Cela fait presque trente ans que je photographie les pierres et les roches, de mes études d’art à Strasbourg aux récents ouvrages et expositions sur le sujet et je m’interroge toujours sur la raison qui me pousse à les côtoyer particulièrement. J’en étudie encore les rouages inconscients et cette étrange aspiration à tourner autour de ces objets du temps, à en mesurer la densité et les éclats. Elles soulèvent en tous les cas nombre de questionnements, philosophiques, psychologiques, naturalistes, humanistes, tout ceci bien entendu mêlé et imbriqué.
Dans les interstices d’une pierre, il n’y a jamais rien. L’adage d’Aristote selon lequel la Nature aurait horreur du vide ne me plait pas tant que cela. Il me semble au contraire qu’elle l’adore, ce vide, cet espace entre les choses. Elle doit en faire son maitre-mot, sa litanie. Certes ce vide est plein, mais c’est un poncif, et ça ne mène à rien qu’à du creux. La photographie elle-même est totalement habitée et c’est ce qui me plait : l’incroyable vertu et la présence des matières, comme un creuset alchimique. Alors quand il s’agit de photographier la roche, ce règne de la densité absolue, de la fausse immobilité, du temps géologique dépassant tout entendement, je ne peux que créer des relations, des ruptures ou des épousailles, que m’immiscer dans les noces de la nature artiste.
Je sillonne l’hexagone et j’y retrouve la pureté de Constantin Brancusi ou de Henry Moore dans les érosions du Sidobre ou de la côte de granit rose, les épures de Jean Arp au lac du Merle de Lacrouzette, le chaos explosif d’un Fautrier rongeant les calcaires du Sautadet, et les nuages d’Hokusaï ou de Turner au cirque de Gavarnie un soir de 13 juillet après l’orage.
La pierre est en ronde bosse et les territoires sont des musées, cabinets de curiosités et d’étrangetés, collections de formes, d’accidents et de coïncidences, qui ont pris tout de même entre 100 millions et 2 milliard d’années pour arriver jusqu’à nous. Alors il faut revenir aux sources, au geste inaugural de mon voyage qui n’en finit plus depuis de se poursuivre : « Mes rêves et mes jeux d’enfant, quand je me faisais des histoires autour d’une roche plate émergeant et affleurant de la pelouse, dans notre jardin de Versailles, rue Jacques Lemercier. Mes petits soldats de plastiques, de la marque Airfix, refaisaient le monde : ils se déplaçaient, tombaient souvent de la dalle de pierre sur laquelle ils étaient posés, couraient au milieu des herbes, s’enfonçaient dans la terre, défiaient les tiges acérées de l’acacia comme si c’était des lances d’acier, escaladaient les branches tortueuses du grand chêne – qui n’étaient que des brindilles, sautaient les obstacles – dix centimètres, se tiraient dessus.

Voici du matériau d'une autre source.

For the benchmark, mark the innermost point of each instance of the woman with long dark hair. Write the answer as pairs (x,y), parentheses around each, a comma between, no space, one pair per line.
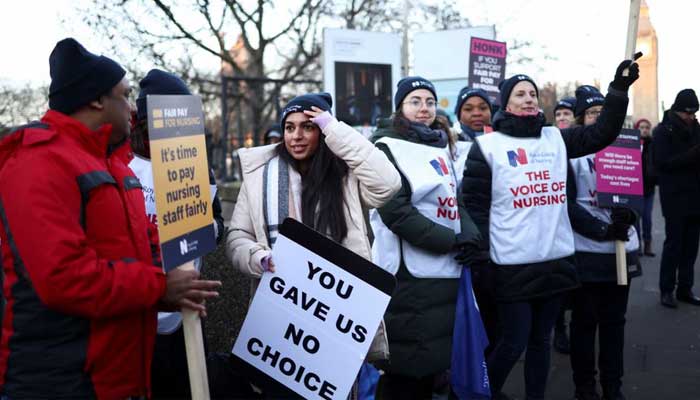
(322,174)
(417,235)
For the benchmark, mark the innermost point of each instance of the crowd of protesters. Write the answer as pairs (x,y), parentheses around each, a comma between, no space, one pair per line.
(89,313)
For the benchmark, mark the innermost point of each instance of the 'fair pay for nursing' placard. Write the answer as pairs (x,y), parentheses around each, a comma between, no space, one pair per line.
(311,322)
(180,178)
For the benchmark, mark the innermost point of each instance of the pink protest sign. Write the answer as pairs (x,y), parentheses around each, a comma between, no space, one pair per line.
(619,172)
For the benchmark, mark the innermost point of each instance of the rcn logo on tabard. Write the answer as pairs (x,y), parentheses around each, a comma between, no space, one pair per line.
(440,166)
(183,247)
(518,157)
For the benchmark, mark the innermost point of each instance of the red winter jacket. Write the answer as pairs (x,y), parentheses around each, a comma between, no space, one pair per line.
(80,287)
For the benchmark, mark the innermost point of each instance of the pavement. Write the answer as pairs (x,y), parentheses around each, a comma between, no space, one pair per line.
(662,345)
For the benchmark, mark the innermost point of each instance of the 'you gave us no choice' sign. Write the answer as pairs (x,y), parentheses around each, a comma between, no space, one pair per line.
(311,322)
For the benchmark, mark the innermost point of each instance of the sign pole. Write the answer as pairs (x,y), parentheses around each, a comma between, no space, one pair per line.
(183,202)
(632,28)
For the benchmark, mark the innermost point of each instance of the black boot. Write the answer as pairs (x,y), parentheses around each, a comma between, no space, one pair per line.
(586,394)
(667,300)
(647,249)
(561,339)
(613,393)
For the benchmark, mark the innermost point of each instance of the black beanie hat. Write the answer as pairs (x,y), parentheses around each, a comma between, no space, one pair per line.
(507,86)
(686,100)
(568,103)
(78,76)
(322,100)
(468,92)
(409,84)
(160,83)
(587,96)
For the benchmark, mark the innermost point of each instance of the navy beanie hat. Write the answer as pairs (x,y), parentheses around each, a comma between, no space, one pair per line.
(586,97)
(686,100)
(322,100)
(507,86)
(468,92)
(160,83)
(78,76)
(568,103)
(409,84)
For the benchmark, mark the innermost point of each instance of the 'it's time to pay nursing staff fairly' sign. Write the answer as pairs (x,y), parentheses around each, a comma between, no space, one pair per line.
(180,178)
(311,322)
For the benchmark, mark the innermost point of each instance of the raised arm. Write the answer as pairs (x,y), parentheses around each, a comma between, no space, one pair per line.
(583,140)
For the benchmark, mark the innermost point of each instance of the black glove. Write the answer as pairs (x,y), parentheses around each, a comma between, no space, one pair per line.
(617,231)
(623,83)
(470,252)
(623,215)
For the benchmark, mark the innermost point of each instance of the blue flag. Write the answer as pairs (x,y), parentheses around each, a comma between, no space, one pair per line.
(468,374)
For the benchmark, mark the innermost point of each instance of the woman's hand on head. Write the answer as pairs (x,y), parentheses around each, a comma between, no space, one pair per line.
(313,112)
(319,117)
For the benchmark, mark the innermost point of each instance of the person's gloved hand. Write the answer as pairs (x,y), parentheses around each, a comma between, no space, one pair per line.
(470,251)
(623,215)
(621,82)
(617,231)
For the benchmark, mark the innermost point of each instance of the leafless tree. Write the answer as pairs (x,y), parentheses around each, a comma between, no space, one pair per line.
(20,105)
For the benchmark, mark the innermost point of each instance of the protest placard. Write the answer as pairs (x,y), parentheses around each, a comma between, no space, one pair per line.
(487,65)
(180,178)
(312,321)
(619,184)
(619,172)
(183,205)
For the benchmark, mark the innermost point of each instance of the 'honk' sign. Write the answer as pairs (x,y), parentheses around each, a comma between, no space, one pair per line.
(311,322)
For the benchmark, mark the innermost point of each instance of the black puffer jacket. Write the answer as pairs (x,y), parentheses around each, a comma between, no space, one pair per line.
(420,317)
(676,154)
(650,177)
(528,281)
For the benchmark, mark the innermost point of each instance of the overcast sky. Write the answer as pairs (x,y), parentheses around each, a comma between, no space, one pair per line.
(587,38)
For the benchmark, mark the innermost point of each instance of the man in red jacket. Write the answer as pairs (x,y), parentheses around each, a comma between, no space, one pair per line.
(81,287)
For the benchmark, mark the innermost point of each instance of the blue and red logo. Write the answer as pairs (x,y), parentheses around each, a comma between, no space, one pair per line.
(517,158)
(440,166)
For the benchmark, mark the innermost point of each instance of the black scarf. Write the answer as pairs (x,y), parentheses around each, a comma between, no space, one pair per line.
(518,126)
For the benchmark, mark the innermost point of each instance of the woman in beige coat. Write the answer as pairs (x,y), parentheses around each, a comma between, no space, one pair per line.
(332,171)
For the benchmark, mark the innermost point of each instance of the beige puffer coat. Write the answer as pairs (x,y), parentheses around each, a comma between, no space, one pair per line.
(371,182)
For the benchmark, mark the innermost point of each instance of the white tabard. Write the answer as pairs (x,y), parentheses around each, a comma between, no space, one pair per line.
(431,174)
(586,190)
(528,220)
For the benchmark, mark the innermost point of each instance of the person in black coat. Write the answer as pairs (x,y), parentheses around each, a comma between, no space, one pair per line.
(650,180)
(529,238)
(676,155)
(600,304)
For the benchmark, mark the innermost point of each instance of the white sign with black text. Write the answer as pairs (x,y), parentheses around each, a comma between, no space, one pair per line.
(311,322)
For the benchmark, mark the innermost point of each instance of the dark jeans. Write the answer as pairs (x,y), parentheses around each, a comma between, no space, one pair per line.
(646,217)
(601,307)
(484,292)
(400,387)
(680,252)
(525,325)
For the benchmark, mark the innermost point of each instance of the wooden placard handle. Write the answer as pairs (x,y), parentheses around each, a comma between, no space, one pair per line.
(194,346)
(621,262)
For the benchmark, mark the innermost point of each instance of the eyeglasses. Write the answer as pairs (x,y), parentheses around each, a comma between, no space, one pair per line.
(416,104)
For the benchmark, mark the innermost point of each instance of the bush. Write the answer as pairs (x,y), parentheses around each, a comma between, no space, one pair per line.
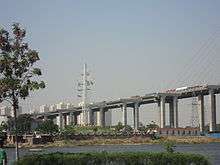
(104,158)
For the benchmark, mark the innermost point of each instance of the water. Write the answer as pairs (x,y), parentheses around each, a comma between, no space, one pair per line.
(211,150)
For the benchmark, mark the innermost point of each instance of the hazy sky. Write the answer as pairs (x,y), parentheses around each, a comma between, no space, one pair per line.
(132,47)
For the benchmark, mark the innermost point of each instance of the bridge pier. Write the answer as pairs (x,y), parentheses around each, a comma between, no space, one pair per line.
(91,117)
(64,120)
(124,114)
(162,111)
(136,116)
(69,119)
(45,118)
(101,121)
(212,104)
(75,119)
(175,106)
(60,121)
(201,113)
(171,113)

Les petits cailloux devenaient des rochers, les plus gros des montagnes ou des gouffres. Les arches du Colorado, de cowboys en indien. C’est l’univers de l’enfant, j’étais le roi chez moi ; rien de plus habituel. (…). Il était devenu un temps hors du temps, quelques instants dans ma tête d’enfant : la terre entière. »
Extrait d’un récit de voyage inédit, mars 2017.